I have a problem of outlier detection, So let $X = \{x_1, \cdots, x_N \}$ be a data set containing $N$ observations, for example, an Human Height dataset of size $N = 10$:
$X = {180, 170, 172, 190, 255, 210, 183, 178, 185, 175}$

I have two categories of outlier detection algorithm.

The first category will give me a subset $S \subset X$, $|S| = n$, containing the observations considered outliers. Let consider $n$ fixed for all the possible outlier detection solution, for example, $n = 3$, and we are looking only for the outliers in the upper bound of the data, for example, in the dataset given above, I would be interested only in the tallest people. Different solutions could be:
$S_1 = \{180, 190, 183\}$
$S_2 = \{170, 255, 178\}$
$S_3 = \{255, 190, 210\}$

The example above is only an illustrative example, I know that $n$ and $N$ are too small to CLT holds true, but in the real problem both values will be large enough to it holds true. I don't have a specific data, but the data are usually multidimensional (e.g. iris dataset).
So, assuming that the CLT will hold true, if I average the $n$ values contained in $S$ I know from the distribution of the sample means that all possibles realization of $S$ will follow a Normal $\mathcal{N}(E, Var)$, so I can statically evaluate all the solutions and compare to a random solution.

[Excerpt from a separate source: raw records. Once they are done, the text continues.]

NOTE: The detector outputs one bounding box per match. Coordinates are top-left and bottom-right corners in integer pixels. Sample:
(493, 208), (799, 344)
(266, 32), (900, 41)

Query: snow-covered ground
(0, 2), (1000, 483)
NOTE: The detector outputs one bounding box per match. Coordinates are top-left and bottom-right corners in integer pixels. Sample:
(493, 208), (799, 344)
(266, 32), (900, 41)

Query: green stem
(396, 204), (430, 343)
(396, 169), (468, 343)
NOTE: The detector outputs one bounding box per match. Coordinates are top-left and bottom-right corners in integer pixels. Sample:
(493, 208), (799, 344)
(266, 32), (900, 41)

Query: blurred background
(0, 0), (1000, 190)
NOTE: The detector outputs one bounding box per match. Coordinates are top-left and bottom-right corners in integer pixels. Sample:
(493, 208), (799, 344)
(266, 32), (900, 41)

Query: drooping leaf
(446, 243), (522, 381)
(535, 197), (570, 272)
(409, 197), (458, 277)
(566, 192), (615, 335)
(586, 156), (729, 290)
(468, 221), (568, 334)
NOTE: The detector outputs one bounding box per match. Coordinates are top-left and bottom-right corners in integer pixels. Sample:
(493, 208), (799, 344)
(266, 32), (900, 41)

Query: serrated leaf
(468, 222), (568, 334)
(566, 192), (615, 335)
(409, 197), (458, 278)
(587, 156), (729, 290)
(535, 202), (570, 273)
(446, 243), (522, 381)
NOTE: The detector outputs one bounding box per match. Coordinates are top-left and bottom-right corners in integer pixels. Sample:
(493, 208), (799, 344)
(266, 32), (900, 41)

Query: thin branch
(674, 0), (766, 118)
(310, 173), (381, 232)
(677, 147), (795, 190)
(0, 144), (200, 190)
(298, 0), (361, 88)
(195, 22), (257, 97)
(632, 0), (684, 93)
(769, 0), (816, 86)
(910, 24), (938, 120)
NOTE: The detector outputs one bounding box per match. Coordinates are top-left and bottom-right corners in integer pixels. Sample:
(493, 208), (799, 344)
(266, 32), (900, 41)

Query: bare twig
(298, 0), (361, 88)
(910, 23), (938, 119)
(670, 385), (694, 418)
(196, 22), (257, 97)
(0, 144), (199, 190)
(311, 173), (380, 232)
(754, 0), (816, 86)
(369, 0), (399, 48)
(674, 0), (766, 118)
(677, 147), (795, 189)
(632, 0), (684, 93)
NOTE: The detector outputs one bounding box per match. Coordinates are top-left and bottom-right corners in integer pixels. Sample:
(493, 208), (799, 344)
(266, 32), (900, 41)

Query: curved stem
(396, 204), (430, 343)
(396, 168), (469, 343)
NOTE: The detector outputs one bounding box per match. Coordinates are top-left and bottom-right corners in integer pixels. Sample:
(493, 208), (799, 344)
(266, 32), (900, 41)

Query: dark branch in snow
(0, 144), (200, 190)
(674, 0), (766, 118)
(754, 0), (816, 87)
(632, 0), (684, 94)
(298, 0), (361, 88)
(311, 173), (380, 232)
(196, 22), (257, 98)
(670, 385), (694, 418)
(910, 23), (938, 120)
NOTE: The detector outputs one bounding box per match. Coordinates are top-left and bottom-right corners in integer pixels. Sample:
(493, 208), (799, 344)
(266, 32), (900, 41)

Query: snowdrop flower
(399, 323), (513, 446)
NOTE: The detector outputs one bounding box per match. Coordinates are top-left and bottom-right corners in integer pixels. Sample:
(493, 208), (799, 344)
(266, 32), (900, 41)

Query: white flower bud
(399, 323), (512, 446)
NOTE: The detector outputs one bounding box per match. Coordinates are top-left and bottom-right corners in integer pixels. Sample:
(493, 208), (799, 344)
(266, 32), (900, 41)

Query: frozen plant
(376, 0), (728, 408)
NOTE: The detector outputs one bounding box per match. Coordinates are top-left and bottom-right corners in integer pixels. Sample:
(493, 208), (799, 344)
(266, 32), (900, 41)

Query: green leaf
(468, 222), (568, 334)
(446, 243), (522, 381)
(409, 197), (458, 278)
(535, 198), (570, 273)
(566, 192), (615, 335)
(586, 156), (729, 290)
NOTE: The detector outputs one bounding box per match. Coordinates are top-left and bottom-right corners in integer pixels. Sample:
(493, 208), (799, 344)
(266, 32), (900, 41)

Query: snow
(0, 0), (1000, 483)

My problem is in the second category of algorithms, instead of give a subset $S \subset X$, it will give a set of scores $w = \{ w_1, \cdots, w_N \}$, $w_i$ in th interval $$0, 1$$, where $w_i$ represents the outlier score (probability) associated with the observation $x_i$. Different solutions could be:
$w_1 = \{ 0, 0, 0, 1, 0.9, 0.5, 0, 1, 0.3, 0.1 \}$
$w_2 = \{ 0, 0, 0, 1, 1, 1, 0, 0, 0, 0 \}$
$w_3 = \{ 1, 1, 1, 1, 1, 1, 1, 1, 1, 1 \}$

Here I am averaging the values contained in the solution again, but now I am using a weighted average instead ($\frac{1}{\sum_{i = 1}^N w_i}\sum_{i = 1}^N w_i \cdot x_i$), the idea the higher the value the better the solution.

My question is: Can I in some way still use the CLT in the second case? in order to statically evaluate the solutions? If my weights were constants I would say yes, but the weights are a random variable itself.